Venezuela in Washington’s Crosshairs
Venezuela is already under heavy scrutiny from the US government. Chevron, a key US producer in the region, has been ordered to wind down operations. Despite this, the US Treasury has extended Chevron’s deadline to cease business with Petroleos de Venezuela SA to May 27.
Trump’s order, which he called “secondary tariffs,” follows the model of secondary sanctions and could have serious implications for oil trade globally. Buyers like China, Cuba, and India now face increased costs and legal hurdles if they continue importing Venezuelan oil.
Impact on Global Oil Buyers and US Refiners
The largest consumers of Venezuelan oil include US refiners such as Valero Energy Corp, Phillips 66, and PBF Energy. These companies rely on Venezuela’s heavy crude to balance refining operations. Although Trump didn’t explicitly target US imports, uncertainty looms over whether domestic companies will also face restrictions.
Global oil buyers may scramble to find alternative sources, especially as Mexican and Canadian oil exports to the US have already slowed. With Venezuelan oil flows at a five-year high in February, any disruption could boost global oil prices further.

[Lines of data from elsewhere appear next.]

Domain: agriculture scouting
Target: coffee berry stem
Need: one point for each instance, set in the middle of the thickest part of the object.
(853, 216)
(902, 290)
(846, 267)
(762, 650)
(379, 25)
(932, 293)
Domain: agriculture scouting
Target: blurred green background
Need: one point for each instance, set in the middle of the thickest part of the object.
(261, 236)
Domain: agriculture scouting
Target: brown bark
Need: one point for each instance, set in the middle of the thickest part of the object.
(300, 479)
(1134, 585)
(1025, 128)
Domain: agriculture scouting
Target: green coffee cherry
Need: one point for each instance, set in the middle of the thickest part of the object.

Oil Prices React to Political Volatility
Global oil prices are already under pressure due to oversupply concerns and slowing US economic growth. Trump’s renewed Venezuela tariffs are adding another layer of risk, making investors cautious. Brent crude remains below recent highs, while geopolitical tensions continue to dominate sentiment in the oil market.
Analysts suggest Trump’s aggressive posture could push prices higher in the short term, especially if refiners struggle to replace lost Venezuelan oil. The global oil market remains highly sensitive to any perceived threat to supply chains.
Geopolitical Moves Intensify Energy Tensions
The Venezuelan move is part of a broader strategy targeting the South American nation’s government. Trump accused the Maduro regime of covertly sending criminals, including members of the Tren de Aragua gang, to the US. The administration has responded with aggressive deportation efforts, some under an obscure 18th-century law.
Trump’s remarks on “LIBERATION DAY IN AMERICA” framed the oil tariff as part of a larger effort to combat what he sees as threats to US national security. However, critics warn that politicizing oil trade could strain diplomatic relations and worsen volatility in energy markets.
Venezuela’s Oil Reserves and Global Influence
Despite producing less than 1% of global oil, Venezuela holds the world’s largest proven crude reserves—303 billion barrels, or 17% of global supply. This paradox underscores the country’s untapped energy potential.
However, due to sanctions and chronic underinvestment, Venezuela’s production has plummeted. In 2024, the nation produced just 875,000 barrels per day, according to OPEC. The latest US tariffs could stifle efforts to revive output and reshape oil dynamics across the Americas.
What Comes Next for Oil Markets?
With Trump’s tariffs poised to take effect on April 2, markets will watch closely for reactions from China, India, and other major oil importers. Any retaliatory actions or supply cuts could cause a new wave of volatility.
For now, the global oil market braces for impact. Prices may rise further if refiners struggle to fill the supply gap, and diplomatic rifts could widen as Trump pursues an aggressive trade and energy agenda.